A ortodoxia e a autoridade de Roma triunfaram nesse grande Concílio calcedonense. Eutiques e Dióscoro foram desterrados.

“É preciso que haja entre vós heresias” (I Cor 11, 19), ensina-nos o grande São Paulo. Por certo, Deus não deseja o erro, mas, em seus insondáveis desígnios, o permite com frequência.

E intervém então nos acontecimentos – por meio de homens providenciais, como São Leão Magno – de modo a fazer com que, no embate com as doutrinas heréticas, brilhe com maior esplendor a luz da verdade.

Precisamente isto aconteceu na questão monofisita: em determinado momento, a Igreja do Oriente corria o risco do contágio da heresia; tudo parecia favorecer a ação do Maligno.

Como, porém, Cristo nunca abandona sua Igreja, esta saiu vitoriosa da crise e, ademais, enriqueceu seu acervo doutrinário com a proclamação clara e infalível do dogma da união hipostática de Nosso Senhor Jesus Cristo, que forjaria a Fé dos fiéis ao longo dos séculos futuros. 

O Concílio de Calcedônia é belo exemplo de uma constante da história da Esposa de Cristo: “Depois de cada prova, a Igreja emerge particularmente armada contra o mal que procurou prostrá-La”.5 

Beau Dieu - Pórtico da Catedral de Amiens (França)

1 SÁNCHEZ HERRERO, José.
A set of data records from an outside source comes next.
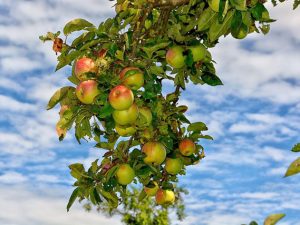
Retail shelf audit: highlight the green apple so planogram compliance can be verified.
[75,80,100,104]
[188,44,207,62]
[116,164,135,185]
[142,142,167,165]
[179,138,196,156]
[113,104,139,126]
[120,67,144,90]
[165,158,183,175]
[139,107,152,126]
[208,0,228,12]
[74,57,97,81]
[155,189,175,205]
[115,124,136,137]
[108,85,134,110]
[166,46,185,69]
[144,181,159,196]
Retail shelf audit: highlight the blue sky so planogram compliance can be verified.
[0,0,300,225]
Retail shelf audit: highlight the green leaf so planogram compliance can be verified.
[264,213,285,225]
[230,0,247,11]
[69,163,85,180]
[47,86,75,110]
[187,122,208,132]
[198,7,218,31]
[138,189,147,202]
[208,10,235,42]
[64,18,94,35]
[201,73,223,86]
[292,143,300,152]
[284,157,300,177]
[67,187,79,212]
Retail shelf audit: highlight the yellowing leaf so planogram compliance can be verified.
[264,213,285,225]
[64,18,94,35]
[284,157,300,177]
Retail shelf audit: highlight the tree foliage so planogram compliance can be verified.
[40,0,299,222]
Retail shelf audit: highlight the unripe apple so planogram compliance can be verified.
[139,107,152,126]
[74,57,97,81]
[108,85,134,110]
[55,122,67,139]
[166,46,185,68]
[142,142,167,165]
[144,181,159,196]
[113,104,139,126]
[75,80,100,104]
[179,138,196,156]
[189,44,207,62]
[208,0,228,12]
[115,124,136,137]
[116,164,135,185]
[59,105,70,117]
[155,189,175,205]
[165,158,183,175]
[120,67,144,90]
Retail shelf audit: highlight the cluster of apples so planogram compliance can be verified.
[61,51,198,204]
[166,44,210,69]
[116,138,196,205]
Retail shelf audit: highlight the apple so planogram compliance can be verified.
[116,164,135,185]
[165,158,183,175]
[142,142,167,165]
[75,80,100,104]
[108,85,134,110]
[155,189,175,205]
[142,128,152,139]
[231,24,249,39]
[55,122,67,140]
[113,104,139,126]
[120,67,144,90]
[179,138,196,156]
[59,105,70,117]
[74,57,97,81]
[208,0,228,12]
[189,44,207,62]
[115,124,136,137]
[166,46,185,69]
[144,181,159,196]
[139,107,152,126]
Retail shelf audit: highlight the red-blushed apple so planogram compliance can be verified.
[108,85,134,110]
[179,138,196,156]
[144,181,159,196]
[59,105,70,117]
[155,189,175,205]
[115,124,136,137]
[116,164,135,185]
[74,57,97,81]
[139,107,152,126]
[166,46,185,69]
[188,44,207,62]
[165,158,183,175]
[120,67,144,90]
[75,80,100,104]
[113,104,139,126]
[142,142,167,165]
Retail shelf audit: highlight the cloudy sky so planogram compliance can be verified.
[0,0,300,225]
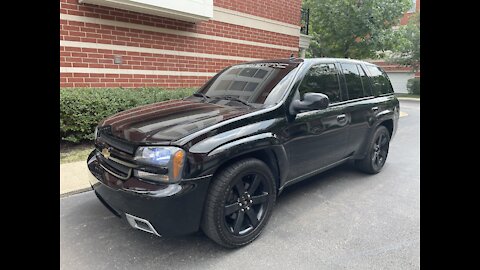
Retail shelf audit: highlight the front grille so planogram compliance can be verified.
[97,154,132,179]
[95,127,137,180]
[97,129,136,155]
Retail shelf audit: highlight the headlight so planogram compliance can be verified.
[134,146,185,183]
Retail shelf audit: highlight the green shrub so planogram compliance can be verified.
[407,78,420,95]
[60,88,195,143]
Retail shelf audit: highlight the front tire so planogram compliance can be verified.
[355,126,390,174]
[201,158,276,248]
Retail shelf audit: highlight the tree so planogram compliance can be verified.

Historia de la Iglesia. Edad Media. Madrid: BAC, 2005, v. II, p. 20.
2 Cf. LLORCA, SJ, Bernardino. Historia de la Iglesia Católica. Edad Antigua. 2.ed. Madrid: BAC, 1955, t. I, p. 572.
3 Idem, p. 581.
4 CCE 467. Grifo nosso.
5 CORRÊA DE OLIVEIRA, Plinio. Revolução e Contra-Revolução. 5. ed. São Paulo: Retornarei, 2002, p. 98.